A November 13 New York Post editorial argued that Democrats “have an obligation to demonstrate conclusively to America's enemies that they don't have allies on Capitol Hill,” but have “sent precisely the opposite signal” by indicating they will block John Bolton's nomination as U.S. ambassador to the United Nations. The editorial approvingly noted Sen. George Voinovich's (R-OH) “warning” that he could not “imagine a worse message to send to the terrorists and to other nations deciding whether to engage in [fighting terrorism] than to . . . replace” Bolton. The editorial then asserted that this was not an “idle warning,” citing recent statements by Iran, Venezuelan President Hugo Chavez, Al Qaeda in Iraq, and “former Gitmo [Guantánamo Bay] detainees [who] moved to bring criminal charges in Germany against top Bush administration officials.” The statements, the editorial argued, represented not only a “postelection pile-on against” President Bush, but “may also represent a genuine belief that the Democrats ... will go soft in the War on Terror.”

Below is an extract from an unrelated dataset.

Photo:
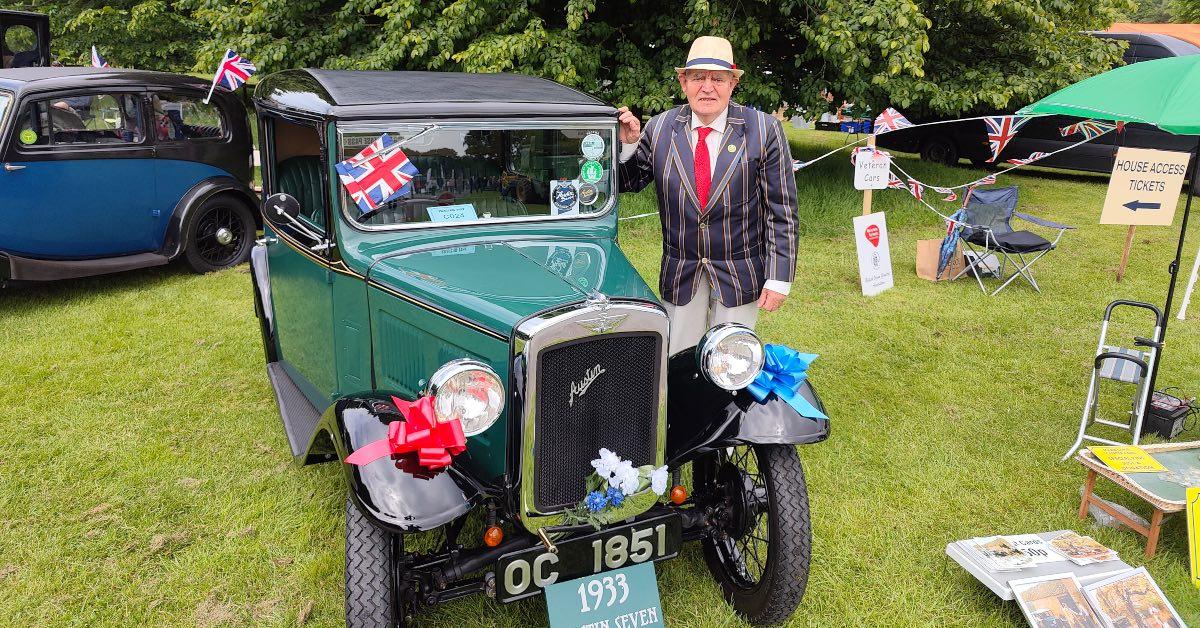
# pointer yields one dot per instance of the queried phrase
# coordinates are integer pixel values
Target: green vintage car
(467, 348)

Similarly, on the November 11 edition of Fox News' The Beltway Boys, co-host and Weekly Standard executive editor Fred Barnes said that Democrats' efforts “to dump John Bolton [are] purely vindictive,” and that "[a]ny reasonable person, Republican or Democrat, who looks at the job he has done there [at the United Nations], would have to say he's done a fantastic job in promoting America's interests there." Barnes was belatedly responding to Beltway Boys co-host and Roll Call executive editor Morton M. Kondracke, who said that “the first sign that sweetness and light is not going to prevail was the Senate Democrats' decision not to ... confirm John Bolton,” who Kondracke claimed has “done a very good job.” Neither Barnes nor Kondracke mentioned that Bolton's confirmation is also opposed by Sen. Lincoln Chafee (R-RI), who recently lost his bid for re-election. Chafee sits on the Senate Foreign Relations Committee, and his opposition to Bolton's confirmation, along with the opposition of all of the committee's eight Democratic members, has prevented Bolton's nomination from gaining the support of a majority of the 18-member committee.

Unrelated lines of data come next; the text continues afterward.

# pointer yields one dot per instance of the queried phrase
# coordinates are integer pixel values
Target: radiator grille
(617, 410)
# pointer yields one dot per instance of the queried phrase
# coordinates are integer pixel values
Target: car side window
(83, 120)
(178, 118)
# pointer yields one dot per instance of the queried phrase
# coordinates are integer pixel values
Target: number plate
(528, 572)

From the November 13 New York Post editorial titled “Are Dems Bolton Already?”:

Ohio GOP Sen. George Voinovich, who first opposed Bolton, has since switched sides, hailing his performance and warning that he “cannot imagine a worse message to send to the terrorists and to other nations deciding whether to engage in [fighting terrorism] than to . . . replace the person our president has entrusted to lead our nation at the United Nations.”

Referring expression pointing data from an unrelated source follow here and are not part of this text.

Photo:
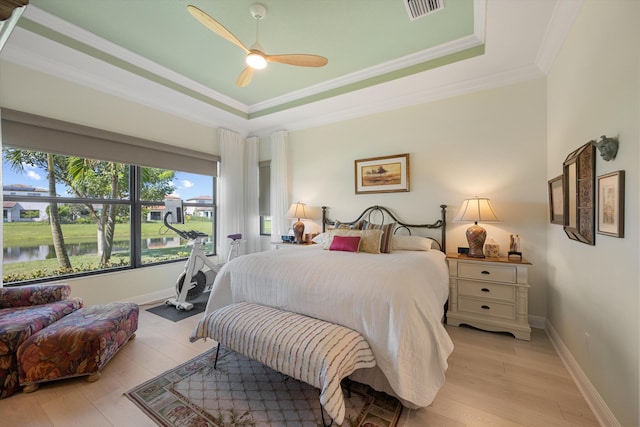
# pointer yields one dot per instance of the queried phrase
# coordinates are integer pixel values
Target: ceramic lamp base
(298, 232)
(476, 236)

That's not an idle warning. Last week, Tehran called Tueday's [sic] elections a victory for Iran, Chavez called for Bush's execution, al Qaeda in Iraq said it wouldn't rest until it blew up the White House, and former Gitmo detainees moved to bring criminal charges in Germany against top Bush administration officials.

Much of this, of course, is little more than a postelection pile-on against a president seen as a powerless lame duck. But it may also represent a genuine belief that the Democrats, who campaigned against every aspect of Bush's foreign policy, will go soft in the War on Terror.

Democrats have an obligation to demonstrate conclusively to America's enemies that they don't have allies on Capitol Hill. By moving so swiftly to torpedo John Bolton, they've sent precisely the opposite signal.

From the November 11 edition of Fox News' The Beltway Boys:

KONDRACKE: Well, the first sign that sweetness and light is not going to prevail was the Senate Democrats' decision not to reconfirm -- or confirm John Bolton as the U.N. ambassador. He's done a very good job. I mean, he's basically been a negotiator. He hasn't been an ideologue, and he should have been -- he should have been retained.

But I think that what the Republicans and the Democrats are saying right now is what the country desperately wants: to get stuff done on entitlements and on health care reform and that sort of thing. I'm afraid that they're just so ideologically hidebound; for example, to have a deal on entitlements, you'd have -- the Republicans would have to agree to raise taxes and the Democrats would have to agree to --

[crosstalk]

BARNES: Private investment accounts.

KONDRACKE: -- means test, means test or something like that, and it's just not in the cards in the next two years.

BARNES: Look. Trying to dump John Bolton is purely vindictive. I mean, I think, -- I mean, any reasonable person, Republican or Democrat, who looks at the job he has done there, would have to say he's done a fantastic job in promoting America's interests there. And I hope President Bush gives him another recess appointment, which I think would be perfectly legal.